Savaş zamanı, kısa pantolonlu yıpranmaktan yer yer püskülleri çıkmış kirli kasketli aç bir çocuğun ekmek fırınının camından oradaki tek renkli nesne olan ekmeklere baktığı gibi yansımadan seçebildiğiniz bembeyaz yüzüne, gülümserken yukarı doğru kıvrılan dudak kenarlarına daha bir efsunla bakarsınız.
genelde akşam saatlerinde içeride ışıkların yanmasından kaynaklanan yansımayı kullanan otobüs yolcularının yaptığı duvar pası misali garı gız kesme sitilidir, ilginçtir ki kızlar da yapar (alınmayın da gençler yapanını ben çok yakaladım) insanlık halidir lakin kimsenin adım atmadığı en azından etraftan çekinerek bunu yapamayacağı ortamlarda bu beyhude çaba yalnızca göz banyosudur.
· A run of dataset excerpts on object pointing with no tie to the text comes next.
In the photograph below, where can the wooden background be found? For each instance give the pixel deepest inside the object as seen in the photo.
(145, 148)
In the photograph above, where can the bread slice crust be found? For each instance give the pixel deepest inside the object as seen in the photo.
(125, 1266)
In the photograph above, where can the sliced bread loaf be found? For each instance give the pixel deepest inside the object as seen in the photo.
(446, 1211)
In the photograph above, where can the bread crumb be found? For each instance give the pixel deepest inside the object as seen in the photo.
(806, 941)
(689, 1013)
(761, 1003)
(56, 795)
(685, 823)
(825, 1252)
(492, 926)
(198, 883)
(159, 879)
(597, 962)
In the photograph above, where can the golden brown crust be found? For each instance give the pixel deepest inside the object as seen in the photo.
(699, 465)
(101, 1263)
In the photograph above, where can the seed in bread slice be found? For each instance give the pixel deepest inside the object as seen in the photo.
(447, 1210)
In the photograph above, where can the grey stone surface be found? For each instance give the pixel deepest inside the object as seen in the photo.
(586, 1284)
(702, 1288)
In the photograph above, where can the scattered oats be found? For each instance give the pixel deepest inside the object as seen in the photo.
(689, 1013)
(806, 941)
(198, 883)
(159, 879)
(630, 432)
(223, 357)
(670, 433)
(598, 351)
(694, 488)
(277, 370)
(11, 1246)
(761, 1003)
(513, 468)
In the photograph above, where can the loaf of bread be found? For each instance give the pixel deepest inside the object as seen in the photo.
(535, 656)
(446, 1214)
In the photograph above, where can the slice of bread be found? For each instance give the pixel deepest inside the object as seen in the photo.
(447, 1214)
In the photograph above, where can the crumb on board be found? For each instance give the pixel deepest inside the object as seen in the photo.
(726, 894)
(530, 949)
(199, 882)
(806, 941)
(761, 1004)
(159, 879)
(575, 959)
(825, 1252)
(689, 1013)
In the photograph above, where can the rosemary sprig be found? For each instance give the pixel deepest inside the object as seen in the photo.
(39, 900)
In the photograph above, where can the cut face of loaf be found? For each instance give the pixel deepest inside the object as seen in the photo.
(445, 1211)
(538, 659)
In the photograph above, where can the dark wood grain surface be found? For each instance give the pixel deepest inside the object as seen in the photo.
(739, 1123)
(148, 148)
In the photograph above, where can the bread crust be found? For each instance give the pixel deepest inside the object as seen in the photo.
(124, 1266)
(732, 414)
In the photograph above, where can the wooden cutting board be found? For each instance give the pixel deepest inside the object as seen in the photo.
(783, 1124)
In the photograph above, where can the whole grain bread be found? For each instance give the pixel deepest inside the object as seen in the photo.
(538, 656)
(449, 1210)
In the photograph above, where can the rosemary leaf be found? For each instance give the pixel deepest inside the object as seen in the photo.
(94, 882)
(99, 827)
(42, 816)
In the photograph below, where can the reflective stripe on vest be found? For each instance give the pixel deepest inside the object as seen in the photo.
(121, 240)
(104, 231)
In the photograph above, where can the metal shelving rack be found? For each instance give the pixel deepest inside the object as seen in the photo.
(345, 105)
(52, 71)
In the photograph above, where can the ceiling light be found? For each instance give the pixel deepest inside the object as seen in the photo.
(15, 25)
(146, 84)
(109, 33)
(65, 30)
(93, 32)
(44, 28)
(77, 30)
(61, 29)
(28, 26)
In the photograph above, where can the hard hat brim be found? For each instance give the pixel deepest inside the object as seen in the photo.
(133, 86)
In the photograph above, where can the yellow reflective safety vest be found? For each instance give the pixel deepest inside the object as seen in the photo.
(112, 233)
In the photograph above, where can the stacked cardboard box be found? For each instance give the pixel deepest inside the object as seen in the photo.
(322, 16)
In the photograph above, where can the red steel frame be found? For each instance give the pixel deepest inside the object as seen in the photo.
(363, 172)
amanın. yüzündeki beyzaya doyamamak, cam cesareti gibi kırılgan ve korkak; ne aç bir çocuğun cam arkasından izleyebildiği kadar yakın, ne el uzatsan tutamayacak kadar uzak kalmak.. bu gerçek bir aşk olabilir. yüzünün her ayrıntısında bir işaret arar, görülebildiği kadarı bile kafidir. kaşı belirsiz, gözü belirsiz bir silüet. sanki hoşlanılan kızın yününü ne kadar düşünürsen düşün gözlerinin hayaline getirememek gibi. evet tam da böyle. anlatabildim mi?